The setting -- far more intimate than Zellerbach's vast proscenium stage -- offers a dazzling distraction performers will need to contend with: The sprawling nighttime lights of the Bay, laid out like a shimmering blanket to the right of the small, raised stage. On Friday night, strategic lighting and 200 chairs arranged to retain the central focus helped, but sight lines might have been better served with a circular arrangement.
With Assad's upcoming performance requiring a piano (the freight elevator could not accommodate a grand piano), a baby grand was engineered into the elevator with "considerable effort," according to Tarnopolsky. Anticipating adjustments needed for future presentations, Cal Performances is considering bringing live-streaming and recording capabilities to the new location.
Parking, always an issue in Berkeley, has been improved by the recent opening of the 450-space Memorial Parking structure.
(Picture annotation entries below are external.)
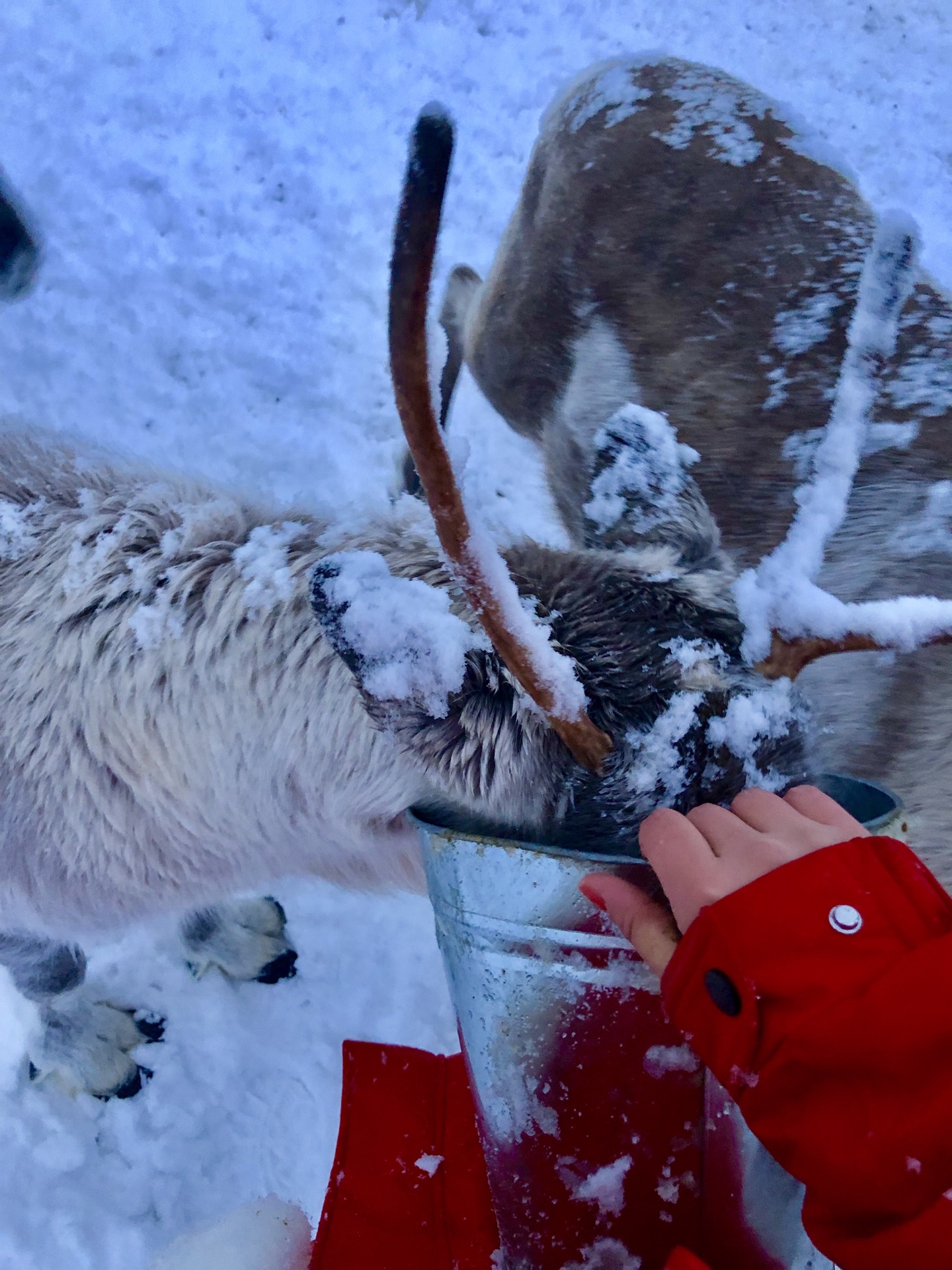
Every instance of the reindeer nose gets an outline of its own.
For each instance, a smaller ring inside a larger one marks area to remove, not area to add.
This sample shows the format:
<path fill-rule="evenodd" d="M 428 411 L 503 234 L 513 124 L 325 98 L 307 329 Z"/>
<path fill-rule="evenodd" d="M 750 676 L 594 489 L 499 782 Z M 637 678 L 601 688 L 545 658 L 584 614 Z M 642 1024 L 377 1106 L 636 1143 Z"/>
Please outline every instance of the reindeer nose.
<path fill-rule="evenodd" d="M 273 961 L 258 975 L 259 983 L 277 983 L 278 979 L 293 979 L 297 974 L 297 968 L 294 966 L 297 961 L 297 952 L 293 949 L 288 949 L 286 952 L 279 954 Z"/>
The club's bar, which offers drinks and hors d'oeuvres, is located far enough from the performers to be a welcome feature without detracting from the experience.
Ondaatje is arguably the perfect guest to inaugurate the move to a new space, given his literal mobility (a fondness for travel) and literary flexibility that has him writing in both what he called "marathon" prose form and precise, economical poetry.
Born in Sri Lanka, educated in England, living in Canada since 1962 and roaming the world to collect stories, his writing is characterized by shifting perspectives, collage-like narratives, frank and up-close portrayals, and stylistic innovations challenging traditional definitions of contemporary literature.
He is best known for the Booker Prize-winning novel "The English Patient" (1992), which was made into an Academy Award-winning film in 1996.
After a quick ramble through his career highlights, the evening blended readings of Ondaatje's novels and poems with Dirk's probing questions about the role of memory, endings, structure and other elements in Ondaatje's work.
"Writing is a place to live," Ondaatje said, later adding what seemed to be an addendum; "Writing is archaeology."
The 71-year-old novelist said he starts with a simple idea, not a grand plan. A story about a boy on a ship becomes a deep exploration of how a person lands in a foreign country and discovers a sense of place.
A "small sliver" of Ondaatje's life or a "minute character" he's writing about will blossom into what he described as "tall stories," not unlike folk tales in which reality explodes delightfully into inventive, imaginative exaggeration.
Although Ondaatje attributed some of his writing to "subliminal" mental processes, he said extensive research, "flailing around for three years without even knowing who the patient would be" while writing "The English Patient," and a fondness for jazz music are all aspects of his writing experience.
Asked how he plots the characters in his books, Ondaatje said he can't predict their development, "but I can always go back and rewrite."